The key findings of the study include:
- Among native bee species with sufficient data to assess (1,437), more than half (749) are declining.
- Nearly 1 in 4 (347 native bee species) is imperiled and at increasing risk of extinction.
- For many of the bee species lacking sufficient population data, it’s likely they are also declining or at risk of extinction. Additional research is urgently needed to protect them.
- A primary driver of these declines is agricultural intensification, which includes habitat destruction and pesticide use. Other major threats are climate change and urbanization.

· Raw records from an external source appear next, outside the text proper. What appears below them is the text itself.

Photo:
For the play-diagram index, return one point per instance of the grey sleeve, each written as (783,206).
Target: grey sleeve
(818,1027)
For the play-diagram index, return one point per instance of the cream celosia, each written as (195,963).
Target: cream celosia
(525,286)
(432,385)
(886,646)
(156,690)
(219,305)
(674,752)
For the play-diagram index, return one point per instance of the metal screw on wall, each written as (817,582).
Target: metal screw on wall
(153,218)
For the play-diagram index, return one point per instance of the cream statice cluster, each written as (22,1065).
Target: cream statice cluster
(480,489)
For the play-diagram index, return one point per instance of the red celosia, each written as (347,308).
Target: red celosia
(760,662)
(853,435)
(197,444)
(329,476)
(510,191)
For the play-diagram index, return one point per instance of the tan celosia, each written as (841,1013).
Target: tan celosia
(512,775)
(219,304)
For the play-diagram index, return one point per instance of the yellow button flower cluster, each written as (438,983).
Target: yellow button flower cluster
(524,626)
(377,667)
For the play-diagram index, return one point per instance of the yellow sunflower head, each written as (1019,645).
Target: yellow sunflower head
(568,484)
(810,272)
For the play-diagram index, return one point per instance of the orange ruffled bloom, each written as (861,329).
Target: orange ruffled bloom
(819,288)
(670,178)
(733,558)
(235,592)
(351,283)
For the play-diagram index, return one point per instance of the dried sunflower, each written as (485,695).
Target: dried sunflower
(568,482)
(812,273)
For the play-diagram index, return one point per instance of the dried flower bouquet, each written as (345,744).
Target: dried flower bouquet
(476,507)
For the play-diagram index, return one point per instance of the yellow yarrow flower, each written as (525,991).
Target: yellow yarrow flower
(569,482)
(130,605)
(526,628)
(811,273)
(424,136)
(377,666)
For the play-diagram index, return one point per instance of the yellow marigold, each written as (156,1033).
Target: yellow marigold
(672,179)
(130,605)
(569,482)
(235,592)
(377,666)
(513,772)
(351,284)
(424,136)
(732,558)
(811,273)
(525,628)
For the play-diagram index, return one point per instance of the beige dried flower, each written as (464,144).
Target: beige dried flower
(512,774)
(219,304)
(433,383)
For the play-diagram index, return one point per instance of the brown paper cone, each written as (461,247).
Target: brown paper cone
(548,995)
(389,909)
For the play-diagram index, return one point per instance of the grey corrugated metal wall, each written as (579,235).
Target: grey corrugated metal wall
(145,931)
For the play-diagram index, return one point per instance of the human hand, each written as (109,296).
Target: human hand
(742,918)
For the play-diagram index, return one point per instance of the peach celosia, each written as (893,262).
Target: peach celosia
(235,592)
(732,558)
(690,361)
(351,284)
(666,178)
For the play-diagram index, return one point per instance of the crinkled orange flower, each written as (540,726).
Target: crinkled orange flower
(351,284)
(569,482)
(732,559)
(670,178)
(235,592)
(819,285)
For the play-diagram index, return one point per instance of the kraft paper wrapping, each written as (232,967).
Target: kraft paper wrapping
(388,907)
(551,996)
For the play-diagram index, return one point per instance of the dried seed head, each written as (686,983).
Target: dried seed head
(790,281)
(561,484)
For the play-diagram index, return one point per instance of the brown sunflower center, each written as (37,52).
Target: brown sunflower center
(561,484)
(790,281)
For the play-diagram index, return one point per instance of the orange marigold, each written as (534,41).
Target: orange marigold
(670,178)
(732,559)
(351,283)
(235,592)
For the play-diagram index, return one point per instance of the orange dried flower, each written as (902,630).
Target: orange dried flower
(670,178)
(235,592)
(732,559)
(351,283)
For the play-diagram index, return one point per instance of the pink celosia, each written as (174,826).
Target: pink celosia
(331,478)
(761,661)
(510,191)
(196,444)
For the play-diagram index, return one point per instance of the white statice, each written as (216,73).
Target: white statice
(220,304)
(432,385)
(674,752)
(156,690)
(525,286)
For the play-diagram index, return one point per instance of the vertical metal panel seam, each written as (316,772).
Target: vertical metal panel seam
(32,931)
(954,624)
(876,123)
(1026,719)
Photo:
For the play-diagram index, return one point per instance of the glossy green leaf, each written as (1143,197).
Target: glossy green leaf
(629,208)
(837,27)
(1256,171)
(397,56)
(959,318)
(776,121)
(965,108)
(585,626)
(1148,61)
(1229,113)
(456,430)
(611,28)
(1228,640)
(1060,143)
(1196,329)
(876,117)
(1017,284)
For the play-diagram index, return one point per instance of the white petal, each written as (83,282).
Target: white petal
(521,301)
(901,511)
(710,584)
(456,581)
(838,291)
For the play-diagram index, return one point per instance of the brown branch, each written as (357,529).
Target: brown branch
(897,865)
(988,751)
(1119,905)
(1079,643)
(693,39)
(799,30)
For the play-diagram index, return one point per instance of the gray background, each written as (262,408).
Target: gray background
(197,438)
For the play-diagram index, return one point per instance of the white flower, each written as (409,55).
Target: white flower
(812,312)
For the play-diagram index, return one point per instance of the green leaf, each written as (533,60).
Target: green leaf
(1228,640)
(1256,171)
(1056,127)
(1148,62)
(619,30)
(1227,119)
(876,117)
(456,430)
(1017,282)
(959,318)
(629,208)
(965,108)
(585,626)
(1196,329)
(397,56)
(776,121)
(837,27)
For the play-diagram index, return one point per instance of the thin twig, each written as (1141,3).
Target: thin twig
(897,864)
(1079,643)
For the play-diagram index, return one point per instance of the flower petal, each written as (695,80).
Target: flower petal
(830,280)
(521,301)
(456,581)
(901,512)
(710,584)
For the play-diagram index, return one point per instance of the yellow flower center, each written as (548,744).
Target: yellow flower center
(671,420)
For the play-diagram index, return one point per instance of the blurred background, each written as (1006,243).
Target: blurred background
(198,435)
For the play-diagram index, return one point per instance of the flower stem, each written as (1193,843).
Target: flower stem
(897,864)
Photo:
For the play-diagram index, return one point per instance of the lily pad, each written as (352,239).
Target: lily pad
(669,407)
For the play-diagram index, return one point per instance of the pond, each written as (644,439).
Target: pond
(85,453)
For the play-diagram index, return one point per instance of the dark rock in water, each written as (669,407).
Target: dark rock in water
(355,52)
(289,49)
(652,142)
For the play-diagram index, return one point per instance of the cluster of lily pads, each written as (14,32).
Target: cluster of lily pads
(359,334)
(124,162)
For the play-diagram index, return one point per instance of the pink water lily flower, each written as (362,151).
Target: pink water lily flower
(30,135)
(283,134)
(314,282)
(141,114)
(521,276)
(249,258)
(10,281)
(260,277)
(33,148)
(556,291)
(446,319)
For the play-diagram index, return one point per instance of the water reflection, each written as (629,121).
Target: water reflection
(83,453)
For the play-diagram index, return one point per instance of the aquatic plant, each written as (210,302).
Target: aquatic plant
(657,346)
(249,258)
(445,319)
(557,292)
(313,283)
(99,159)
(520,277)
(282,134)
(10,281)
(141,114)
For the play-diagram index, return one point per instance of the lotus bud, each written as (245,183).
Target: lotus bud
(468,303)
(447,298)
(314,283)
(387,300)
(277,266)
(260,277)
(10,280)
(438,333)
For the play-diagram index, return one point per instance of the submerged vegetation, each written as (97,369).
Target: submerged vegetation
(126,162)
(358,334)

With recent bee die-offs in the UK blamed on neonicotinoids, a class of pesticides now banned in many countries, school teachers have turned to beekeeping as a teaching tool to try to connect young children with these important pollinators. Others have turned to planting bee-friendly plants in their gardens and purchasing local, raw, organic honey – but this may not be enough to save the bees without a massive overhaul of the industries which have contributed most greatly to their decline.
The main causes for colony collapse disorder, a name for the mass extinction of entire colonies of bees, are agricultural pesticides and insecticides, parasites such as the varroa mite and nosema ceranae, GMO production, lack of nutrition and habitat, and cell phone radiation.
Bees are a unique part of our ecosystem and they need to be protected. If we don’t, then we’re likely not far behind them.